3. Given a combination of ones-positions, in ascending order, we can figure out how many zeroes appear before the first group of ones (it's the first value from the combination), the second (it's the difference between the first two values from the combination), etc. As we iterate, we need to alternate between groups of zeros (the first and/or last of these might be empty) and groups of ones; so there is one more group of zeros than of ones, in general - but we can clean that up by adding a "dummy" zero-length group of ones to the end.
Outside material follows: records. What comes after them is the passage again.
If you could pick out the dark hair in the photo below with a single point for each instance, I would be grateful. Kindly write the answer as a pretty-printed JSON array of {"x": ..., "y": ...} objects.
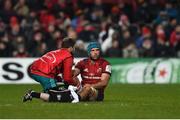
[{"x": 68, "y": 42}]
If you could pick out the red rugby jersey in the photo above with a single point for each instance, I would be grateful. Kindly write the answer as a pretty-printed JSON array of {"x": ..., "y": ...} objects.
[
  {"x": 53, "y": 63},
  {"x": 91, "y": 71}
]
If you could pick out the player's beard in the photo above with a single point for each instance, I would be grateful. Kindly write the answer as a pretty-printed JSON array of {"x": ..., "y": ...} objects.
[{"x": 95, "y": 58}]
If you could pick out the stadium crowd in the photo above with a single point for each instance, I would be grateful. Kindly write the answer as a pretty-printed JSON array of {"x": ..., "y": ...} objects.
[{"x": 125, "y": 28}]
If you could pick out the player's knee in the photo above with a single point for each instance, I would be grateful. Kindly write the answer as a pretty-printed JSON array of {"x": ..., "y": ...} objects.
[{"x": 87, "y": 88}]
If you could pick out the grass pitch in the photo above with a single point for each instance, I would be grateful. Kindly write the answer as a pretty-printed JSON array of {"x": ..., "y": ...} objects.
[{"x": 121, "y": 101}]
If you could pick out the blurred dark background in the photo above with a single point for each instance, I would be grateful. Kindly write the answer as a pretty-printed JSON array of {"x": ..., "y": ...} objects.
[{"x": 125, "y": 28}]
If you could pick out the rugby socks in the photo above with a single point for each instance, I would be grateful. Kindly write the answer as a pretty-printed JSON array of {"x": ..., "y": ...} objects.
[{"x": 35, "y": 94}]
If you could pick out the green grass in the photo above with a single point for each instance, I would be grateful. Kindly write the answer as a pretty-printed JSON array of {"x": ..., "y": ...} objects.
[{"x": 121, "y": 101}]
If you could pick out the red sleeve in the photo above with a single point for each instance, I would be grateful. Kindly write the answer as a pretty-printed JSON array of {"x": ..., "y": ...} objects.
[
  {"x": 67, "y": 70},
  {"x": 79, "y": 65}
]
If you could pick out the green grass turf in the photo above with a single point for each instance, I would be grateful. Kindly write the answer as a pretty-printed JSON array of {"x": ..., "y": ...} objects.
[{"x": 121, "y": 101}]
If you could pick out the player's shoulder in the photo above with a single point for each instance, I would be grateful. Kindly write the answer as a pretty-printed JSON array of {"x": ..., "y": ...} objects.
[
  {"x": 85, "y": 60},
  {"x": 104, "y": 61}
]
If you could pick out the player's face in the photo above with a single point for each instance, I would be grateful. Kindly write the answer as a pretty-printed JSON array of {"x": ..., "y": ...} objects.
[{"x": 95, "y": 53}]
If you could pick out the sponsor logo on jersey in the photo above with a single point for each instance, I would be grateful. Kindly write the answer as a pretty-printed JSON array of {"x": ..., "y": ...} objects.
[{"x": 108, "y": 68}]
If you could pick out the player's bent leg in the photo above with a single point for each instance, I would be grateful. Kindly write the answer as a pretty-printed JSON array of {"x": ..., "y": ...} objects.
[
  {"x": 60, "y": 96},
  {"x": 84, "y": 93}
]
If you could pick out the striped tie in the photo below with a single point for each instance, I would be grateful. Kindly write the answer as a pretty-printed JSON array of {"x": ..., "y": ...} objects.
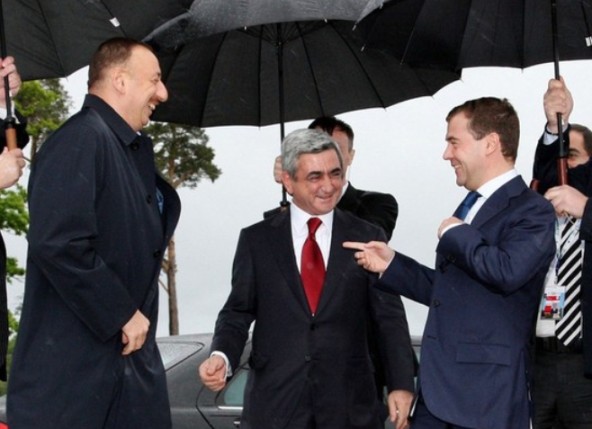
[{"x": 569, "y": 274}]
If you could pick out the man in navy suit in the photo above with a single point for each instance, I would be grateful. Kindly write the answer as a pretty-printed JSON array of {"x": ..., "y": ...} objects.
[
  {"x": 310, "y": 368},
  {"x": 484, "y": 293}
]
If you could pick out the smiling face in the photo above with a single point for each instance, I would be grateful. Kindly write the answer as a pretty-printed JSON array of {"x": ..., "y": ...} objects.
[
  {"x": 144, "y": 89},
  {"x": 316, "y": 185},
  {"x": 466, "y": 154}
]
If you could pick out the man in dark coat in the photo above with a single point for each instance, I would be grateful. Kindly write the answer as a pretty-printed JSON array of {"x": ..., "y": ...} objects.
[
  {"x": 563, "y": 369},
  {"x": 310, "y": 367},
  {"x": 100, "y": 220},
  {"x": 11, "y": 168}
]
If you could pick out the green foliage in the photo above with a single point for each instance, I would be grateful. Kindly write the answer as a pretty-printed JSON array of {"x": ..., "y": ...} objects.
[
  {"x": 46, "y": 105},
  {"x": 182, "y": 154}
]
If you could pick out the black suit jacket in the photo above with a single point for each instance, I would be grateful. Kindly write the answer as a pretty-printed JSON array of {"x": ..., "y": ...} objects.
[
  {"x": 545, "y": 171},
  {"x": 290, "y": 346},
  {"x": 22, "y": 140}
]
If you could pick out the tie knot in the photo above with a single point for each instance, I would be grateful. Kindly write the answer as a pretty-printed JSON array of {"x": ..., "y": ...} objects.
[
  {"x": 471, "y": 198},
  {"x": 313, "y": 225}
]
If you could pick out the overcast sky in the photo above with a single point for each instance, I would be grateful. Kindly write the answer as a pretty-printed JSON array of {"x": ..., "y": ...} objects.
[{"x": 398, "y": 150}]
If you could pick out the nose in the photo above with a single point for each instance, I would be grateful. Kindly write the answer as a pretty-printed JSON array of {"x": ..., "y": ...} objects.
[
  {"x": 446, "y": 155},
  {"x": 161, "y": 92}
]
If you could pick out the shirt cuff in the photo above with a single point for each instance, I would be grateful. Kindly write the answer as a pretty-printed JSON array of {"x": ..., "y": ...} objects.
[{"x": 226, "y": 361}]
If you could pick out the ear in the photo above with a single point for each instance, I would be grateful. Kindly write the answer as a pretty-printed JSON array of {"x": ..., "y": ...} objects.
[
  {"x": 118, "y": 80},
  {"x": 493, "y": 143},
  {"x": 287, "y": 182},
  {"x": 352, "y": 153}
]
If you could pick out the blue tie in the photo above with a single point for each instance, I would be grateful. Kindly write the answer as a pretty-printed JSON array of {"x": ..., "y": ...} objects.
[{"x": 462, "y": 210}]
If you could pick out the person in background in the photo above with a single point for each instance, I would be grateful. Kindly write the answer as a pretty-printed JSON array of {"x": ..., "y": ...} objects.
[
  {"x": 12, "y": 164},
  {"x": 492, "y": 257},
  {"x": 310, "y": 362},
  {"x": 100, "y": 220},
  {"x": 562, "y": 389}
]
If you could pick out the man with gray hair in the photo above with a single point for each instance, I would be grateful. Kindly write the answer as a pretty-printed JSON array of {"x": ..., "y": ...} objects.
[{"x": 310, "y": 364}]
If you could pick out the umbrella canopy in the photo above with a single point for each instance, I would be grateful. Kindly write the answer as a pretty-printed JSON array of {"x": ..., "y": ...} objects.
[
  {"x": 455, "y": 34},
  {"x": 207, "y": 17},
  {"x": 274, "y": 73},
  {"x": 54, "y": 38}
]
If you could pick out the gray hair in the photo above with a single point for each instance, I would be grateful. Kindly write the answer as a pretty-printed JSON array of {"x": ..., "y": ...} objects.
[{"x": 305, "y": 141}]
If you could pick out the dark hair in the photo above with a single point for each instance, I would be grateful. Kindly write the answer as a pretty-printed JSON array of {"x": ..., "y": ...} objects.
[
  {"x": 492, "y": 115},
  {"x": 586, "y": 134},
  {"x": 330, "y": 123},
  {"x": 115, "y": 51}
]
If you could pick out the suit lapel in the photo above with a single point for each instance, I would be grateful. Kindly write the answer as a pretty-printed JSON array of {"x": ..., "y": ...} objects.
[
  {"x": 338, "y": 260},
  {"x": 282, "y": 249},
  {"x": 499, "y": 200}
]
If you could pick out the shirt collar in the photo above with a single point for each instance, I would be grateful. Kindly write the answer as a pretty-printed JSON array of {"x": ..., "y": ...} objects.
[
  {"x": 487, "y": 189},
  {"x": 121, "y": 128},
  {"x": 299, "y": 219}
]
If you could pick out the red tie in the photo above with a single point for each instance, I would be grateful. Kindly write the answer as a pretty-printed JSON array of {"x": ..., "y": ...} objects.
[{"x": 312, "y": 268}]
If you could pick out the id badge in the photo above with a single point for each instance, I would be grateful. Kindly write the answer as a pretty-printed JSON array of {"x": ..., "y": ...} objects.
[{"x": 553, "y": 303}]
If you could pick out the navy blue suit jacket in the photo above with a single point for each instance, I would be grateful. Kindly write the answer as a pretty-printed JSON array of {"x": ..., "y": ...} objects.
[{"x": 483, "y": 298}]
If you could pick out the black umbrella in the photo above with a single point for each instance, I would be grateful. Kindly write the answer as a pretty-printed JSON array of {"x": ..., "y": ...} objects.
[
  {"x": 455, "y": 34},
  {"x": 281, "y": 71},
  {"x": 275, "y": 73},
  {"x": 54, "y": 38}
]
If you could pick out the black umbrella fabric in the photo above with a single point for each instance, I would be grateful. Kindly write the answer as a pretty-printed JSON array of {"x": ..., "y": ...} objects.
[
  {"x": 455, "y": 34},
  {"x": 207, "y": 17},
  {"x": 54, "y": 38},
  {"x": 276, "y": 73}
]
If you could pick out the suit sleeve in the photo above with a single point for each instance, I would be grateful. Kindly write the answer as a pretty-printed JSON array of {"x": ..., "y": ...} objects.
[
  {"x": 524, "y": 247},
  {"x": 381, "y": 210},
  {"x": 393, "y": 338},
  {"x": 238, "y": 313},
  {"x": 22, "y": 138},
  {"x": 64, "y": 229}
]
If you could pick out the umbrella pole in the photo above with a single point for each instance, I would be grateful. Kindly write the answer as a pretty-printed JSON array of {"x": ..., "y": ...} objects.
[
  {"x": 280, "y": 57},
  {"x": 562, "y": 157},
  {"x": 9, "y": 122}
]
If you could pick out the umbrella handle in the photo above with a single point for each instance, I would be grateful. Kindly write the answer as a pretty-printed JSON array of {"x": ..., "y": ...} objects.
[{"x": 10, "y": 132}]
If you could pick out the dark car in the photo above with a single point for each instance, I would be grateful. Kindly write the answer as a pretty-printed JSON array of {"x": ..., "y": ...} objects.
[{"x": 192, "y": 405}]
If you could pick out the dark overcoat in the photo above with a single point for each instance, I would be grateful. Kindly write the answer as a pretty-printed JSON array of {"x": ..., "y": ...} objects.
[{"x": 96, "y": 242}]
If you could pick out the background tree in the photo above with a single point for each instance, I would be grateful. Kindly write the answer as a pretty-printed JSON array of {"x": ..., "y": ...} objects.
[
  {"x": 46, "y": 105},
  {"x": 184, "y": 158}
]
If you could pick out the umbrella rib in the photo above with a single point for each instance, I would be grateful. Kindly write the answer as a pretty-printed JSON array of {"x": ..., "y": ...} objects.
[
  {"x": 308, "y": 61},
  {"x": 365, "y": 72}
]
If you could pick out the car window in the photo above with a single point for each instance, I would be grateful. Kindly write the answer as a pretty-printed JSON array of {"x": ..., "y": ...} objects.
[
  {"x": 172, "y": 353},
  {"x": 234, "y": 392}
]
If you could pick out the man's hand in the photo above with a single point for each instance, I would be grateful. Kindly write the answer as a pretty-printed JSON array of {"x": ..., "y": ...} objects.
[
  {"x": 567, "y": 201},
  {"x": 11, "y": 167},
  {"x": 8, "y": 68},
  {"x": 557, "y": 99},
  {"x": 399, "y": 402},
  {"x": 446, "y": 223},
  {"x": 134, "y": 333},
  {"x": 374, "y": 256},
  {"x": 212, "y": 372}
]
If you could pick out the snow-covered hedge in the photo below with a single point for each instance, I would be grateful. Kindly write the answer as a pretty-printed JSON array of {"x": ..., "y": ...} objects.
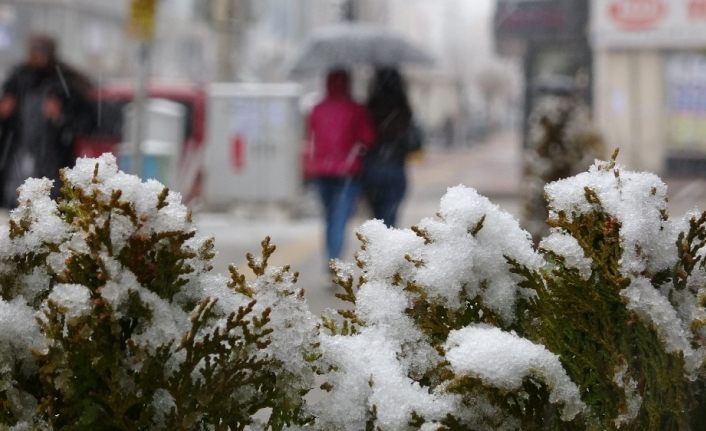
[{"x": 110, "y": 317}]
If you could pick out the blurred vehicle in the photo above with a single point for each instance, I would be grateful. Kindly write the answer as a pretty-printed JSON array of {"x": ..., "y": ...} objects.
[{"x": 108, "y": 134}]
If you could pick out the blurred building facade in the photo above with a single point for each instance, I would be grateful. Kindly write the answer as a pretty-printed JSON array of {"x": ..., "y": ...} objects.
[
  {"x": 650, "y": 86},
  {"x": 551, "y": 39},
  {"x": 92, "y": 35}
]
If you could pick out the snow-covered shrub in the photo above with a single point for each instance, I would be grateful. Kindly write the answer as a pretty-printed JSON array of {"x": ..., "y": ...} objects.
[
  {"x": 432, "y": 341},
  {"x": 562, "y": 142},
  {"x": 620, "y": 298},
  {"x": 111, "y": 319},
  {"x": 458, "y": 323}
]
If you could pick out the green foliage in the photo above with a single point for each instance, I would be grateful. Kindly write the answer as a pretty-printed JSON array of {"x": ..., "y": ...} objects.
[{"x": 95, "y": 369}]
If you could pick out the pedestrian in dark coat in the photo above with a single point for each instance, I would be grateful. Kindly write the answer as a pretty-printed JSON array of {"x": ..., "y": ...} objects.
[
  {"x": 44, "y": 105},
  {"x": 384, "y": 176}
]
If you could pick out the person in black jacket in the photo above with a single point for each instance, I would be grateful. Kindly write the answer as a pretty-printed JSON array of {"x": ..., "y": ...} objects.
[
  {"x": 44, "y": 105},
  {"x": 384, "y": 176}
]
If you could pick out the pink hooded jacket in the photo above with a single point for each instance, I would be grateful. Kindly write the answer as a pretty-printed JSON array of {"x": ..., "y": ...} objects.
[{"x": 339, "y": 130}]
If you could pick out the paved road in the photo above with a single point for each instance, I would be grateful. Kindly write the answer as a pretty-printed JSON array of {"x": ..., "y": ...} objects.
[{"x": 491, "y": 167}]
We also need to get "overlapping" differences from the ones-positions; fortunately there's a trick for this.

This part is tricky when put all together; I'll write a helper function for it, first:

def make_sequence(one_positions, zero_count, one_group_sizes):
    zero_group_sizes = [
        end - begin
        for begin, end in zip((0,) + one_positions, one_positions + (zero_count,))
    ]
    return ''.join(
        '0' * z + '1' * o
        for z, o in zip(zero_group_sizes, one_group_sizes + [0])
    )

Now we can get back to the iteration over all possible sequences:

def generate_sequences(one_group_sizes, length):
    zero_count = length - sum(one_group_sizes)
    for one_positions in itertools.combinations(
        range(zero_count + 1), len(one_group_sizes)
    ):
        yield make_sequence(one_positions, zero_count, one_group_sizes)

Which we could of course then fold back into a single function, but maybe you'll agree with me that it's better to keep something this clever in more manageable pieces :)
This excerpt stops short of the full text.